The Kansas City Star

Kansas has a fairly well-deserved reputation as a significant target for spring storms and tornadoes. And it's likely many Kansans would blame twisters for the $1.2 billion U.S. taxpayers have sent to the state since 2004 for a variety of disaster expenses.

It turns out, though, that tornadoes -- and floods and severe storms -- aren't the problem in Kansas.

It's Old Man Winter.

The governor's 2014 budget lists a series of natural disasters that have hit the state since 2006, with cost figures for each. The April 2012 tornado in Wichita, for example, cost federal taxpayers $7.4 million for disaster aid.

But a late 2006 winter storm in western Kansas (Rep. Tim Huelskamp's district) cost the feds a whopping $239 million, according to the budget. An ice storm a year later in Kansas cost another $226.8 million, just in federal spending alone.

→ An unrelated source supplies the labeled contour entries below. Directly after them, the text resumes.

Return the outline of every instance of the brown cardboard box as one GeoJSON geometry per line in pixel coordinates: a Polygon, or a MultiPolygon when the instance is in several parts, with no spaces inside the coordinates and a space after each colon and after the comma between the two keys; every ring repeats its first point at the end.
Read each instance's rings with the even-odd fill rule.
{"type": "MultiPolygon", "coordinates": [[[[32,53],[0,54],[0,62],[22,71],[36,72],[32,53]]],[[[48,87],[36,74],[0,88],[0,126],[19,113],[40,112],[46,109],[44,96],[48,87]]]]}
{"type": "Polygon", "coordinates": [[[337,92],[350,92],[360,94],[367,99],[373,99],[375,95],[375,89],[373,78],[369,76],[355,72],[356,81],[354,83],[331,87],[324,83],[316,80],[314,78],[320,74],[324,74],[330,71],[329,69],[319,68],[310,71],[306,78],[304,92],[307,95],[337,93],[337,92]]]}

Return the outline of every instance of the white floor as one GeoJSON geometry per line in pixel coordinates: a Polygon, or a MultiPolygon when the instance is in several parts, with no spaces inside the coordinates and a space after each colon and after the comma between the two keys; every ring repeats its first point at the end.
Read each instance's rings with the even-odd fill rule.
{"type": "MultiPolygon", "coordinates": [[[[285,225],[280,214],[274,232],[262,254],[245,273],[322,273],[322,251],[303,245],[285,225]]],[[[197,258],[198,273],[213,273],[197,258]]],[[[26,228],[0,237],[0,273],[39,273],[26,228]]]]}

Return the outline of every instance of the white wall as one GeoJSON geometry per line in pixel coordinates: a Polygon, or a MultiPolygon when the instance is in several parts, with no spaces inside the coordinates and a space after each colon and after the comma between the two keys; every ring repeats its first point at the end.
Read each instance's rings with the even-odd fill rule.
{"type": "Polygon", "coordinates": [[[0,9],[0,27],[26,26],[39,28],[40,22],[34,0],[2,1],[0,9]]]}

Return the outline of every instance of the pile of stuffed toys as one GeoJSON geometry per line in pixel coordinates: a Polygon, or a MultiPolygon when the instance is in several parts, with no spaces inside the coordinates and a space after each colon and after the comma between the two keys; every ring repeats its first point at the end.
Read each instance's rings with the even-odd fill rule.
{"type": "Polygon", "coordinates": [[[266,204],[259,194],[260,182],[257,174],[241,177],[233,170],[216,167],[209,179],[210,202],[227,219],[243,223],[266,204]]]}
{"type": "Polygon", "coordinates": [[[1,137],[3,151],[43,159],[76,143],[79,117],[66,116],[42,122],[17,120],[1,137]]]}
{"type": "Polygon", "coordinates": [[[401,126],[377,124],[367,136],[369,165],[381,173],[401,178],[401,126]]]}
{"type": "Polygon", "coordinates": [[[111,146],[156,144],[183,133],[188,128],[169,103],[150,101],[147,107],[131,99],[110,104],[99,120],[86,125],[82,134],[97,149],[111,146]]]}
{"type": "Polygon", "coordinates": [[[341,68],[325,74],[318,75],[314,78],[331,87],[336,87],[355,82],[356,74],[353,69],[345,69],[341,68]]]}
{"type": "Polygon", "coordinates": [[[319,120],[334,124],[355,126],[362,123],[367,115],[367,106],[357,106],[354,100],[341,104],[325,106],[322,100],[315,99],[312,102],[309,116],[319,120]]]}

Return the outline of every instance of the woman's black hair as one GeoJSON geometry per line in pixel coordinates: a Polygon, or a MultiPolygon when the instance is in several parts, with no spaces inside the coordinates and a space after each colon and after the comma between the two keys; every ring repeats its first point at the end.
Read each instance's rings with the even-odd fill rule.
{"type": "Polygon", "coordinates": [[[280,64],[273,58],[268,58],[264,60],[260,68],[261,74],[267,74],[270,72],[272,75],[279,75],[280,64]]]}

For those adding at home, just two winter storms cost U.S. taxpayers $466 million dollars, just for aid to Kansas. Local and state taxpayers kicked in another $152 million for those storms.

By contrast, the Greensburg tornado and related storms cost the feds $86.1 million.

The figures also reinforce the reality that Kansas depends on Washington for disaster relief. Since 2006, taxpayers have paid $997 million for Kansas disaster aid. Of that, Washington paid $727 milliion, or about 73 percent of the cost.

All four Kansas House members voted against all of the aid for victims of Hurricane Sandy.